Healthcare client ETL pipeline
This independent healthcare navigator works with employees and employers to simplify the healthcare experience. Not providing insurance themselves, they work with providers to field requests from customers and point them toward the best solution. They operate as the leaders in the healthcare navigation industry, which they were instrumental in building.
Overview
THE CHALLENGE
This healthcare client had been working on a local SQL server to start the data centralization process, but they had issues with scaling the operation up as the scope of the project expanded.
THE SOLUTION
Ollion proposed setting up a full ETL pipeline to take the data through multiple transformation steps. We streamlined the ingestion/transformation process through the use of tools set up to run entirely on automation.
THE OUTCOME
Our solution contributed to time- and cost-savings. Plus, stakeholders can more easily access and analyze data. The BI team even discovered gaps in their data collection from this new system.
The challenge
Working with a constantly growing number of customers and insurance clients, the company has maintained an enormous inflow of data from various sources. This includes external data, such as customer and provider information, as well as internal data, including call logs and employee information. This data comes from several different sources, all with individual resources for viewing and extracting it. Many of these sources also have unifying information, such as ID fields, which are shared across different platforms. This led to a desire to start centralizing all this incoming data into one location.

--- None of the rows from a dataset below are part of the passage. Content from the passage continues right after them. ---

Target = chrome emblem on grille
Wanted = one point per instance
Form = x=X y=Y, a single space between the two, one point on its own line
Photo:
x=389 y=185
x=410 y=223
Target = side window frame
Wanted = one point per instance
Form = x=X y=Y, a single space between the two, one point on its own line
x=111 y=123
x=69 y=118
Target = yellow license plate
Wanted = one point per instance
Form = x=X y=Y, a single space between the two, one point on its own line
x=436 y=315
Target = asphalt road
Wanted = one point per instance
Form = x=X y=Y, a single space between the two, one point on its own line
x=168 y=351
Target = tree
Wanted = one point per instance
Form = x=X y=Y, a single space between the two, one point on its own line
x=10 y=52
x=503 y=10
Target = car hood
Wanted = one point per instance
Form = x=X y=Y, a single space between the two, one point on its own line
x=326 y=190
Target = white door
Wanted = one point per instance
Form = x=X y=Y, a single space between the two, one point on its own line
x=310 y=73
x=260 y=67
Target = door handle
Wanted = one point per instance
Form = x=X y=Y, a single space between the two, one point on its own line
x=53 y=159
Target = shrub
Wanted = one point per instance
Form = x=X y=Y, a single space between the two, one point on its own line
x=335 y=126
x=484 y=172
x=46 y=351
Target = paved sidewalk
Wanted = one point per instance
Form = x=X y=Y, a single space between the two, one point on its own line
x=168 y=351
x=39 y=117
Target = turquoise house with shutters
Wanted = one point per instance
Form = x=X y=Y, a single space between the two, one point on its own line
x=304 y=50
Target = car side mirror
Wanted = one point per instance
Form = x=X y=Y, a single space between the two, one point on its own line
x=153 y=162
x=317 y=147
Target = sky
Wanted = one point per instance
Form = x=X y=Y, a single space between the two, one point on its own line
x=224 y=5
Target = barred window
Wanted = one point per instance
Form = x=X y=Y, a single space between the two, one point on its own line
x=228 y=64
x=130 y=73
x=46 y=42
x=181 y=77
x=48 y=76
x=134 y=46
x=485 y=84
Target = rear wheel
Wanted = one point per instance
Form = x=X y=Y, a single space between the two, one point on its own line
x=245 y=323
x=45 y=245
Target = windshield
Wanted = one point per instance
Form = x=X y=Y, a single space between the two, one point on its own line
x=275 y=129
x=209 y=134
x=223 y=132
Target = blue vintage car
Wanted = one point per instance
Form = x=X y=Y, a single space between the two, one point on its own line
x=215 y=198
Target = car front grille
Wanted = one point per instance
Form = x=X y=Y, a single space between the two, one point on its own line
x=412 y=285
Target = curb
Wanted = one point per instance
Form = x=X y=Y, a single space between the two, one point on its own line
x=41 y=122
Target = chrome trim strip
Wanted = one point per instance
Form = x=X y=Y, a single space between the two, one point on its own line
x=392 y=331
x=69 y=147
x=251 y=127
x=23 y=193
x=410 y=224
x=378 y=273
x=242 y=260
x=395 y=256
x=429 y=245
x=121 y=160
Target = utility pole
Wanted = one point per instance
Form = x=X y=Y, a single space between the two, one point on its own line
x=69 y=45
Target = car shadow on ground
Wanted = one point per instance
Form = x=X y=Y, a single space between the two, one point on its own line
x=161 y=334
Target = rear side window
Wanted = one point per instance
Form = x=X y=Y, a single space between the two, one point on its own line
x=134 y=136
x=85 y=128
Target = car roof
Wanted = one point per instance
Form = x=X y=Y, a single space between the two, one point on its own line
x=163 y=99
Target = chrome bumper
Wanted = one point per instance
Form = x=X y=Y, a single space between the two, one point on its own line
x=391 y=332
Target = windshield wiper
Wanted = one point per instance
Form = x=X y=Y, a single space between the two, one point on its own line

An internal team started to work on bringing this data out of the source systems and into a centralized server with API calls and other similar methods. They knew that they wanted to eventually build out dashboards and metrics they could use internally to analyze their business efficiency but were unsure how best to proceed with building that out. They had been working on a local SQL server to start this development process but were having issues with scaling the operation up as the scope of the project expanded. This led them to explore external solutions, which brought us into the picture.
The solution
The solution we proposed involved setting up a full ETL pipeline that would take the data through multiple transformation steps. The first step in this process was utilizing AWS to trigger API calls to all their individual data sources, funneling it all into one cloud storage system (s3). Bringing data through AWS would increase the ease of access for the data and allow for more versatility with the additional steps of the ETL process. The data would then be brought into Snowflake, a cloud data warehouse, to take the raw files and start building tables for that data. Snowflake would handle the ingestion from AWS s3 by utilizing triggers that send notifications when new files are ingested into s3.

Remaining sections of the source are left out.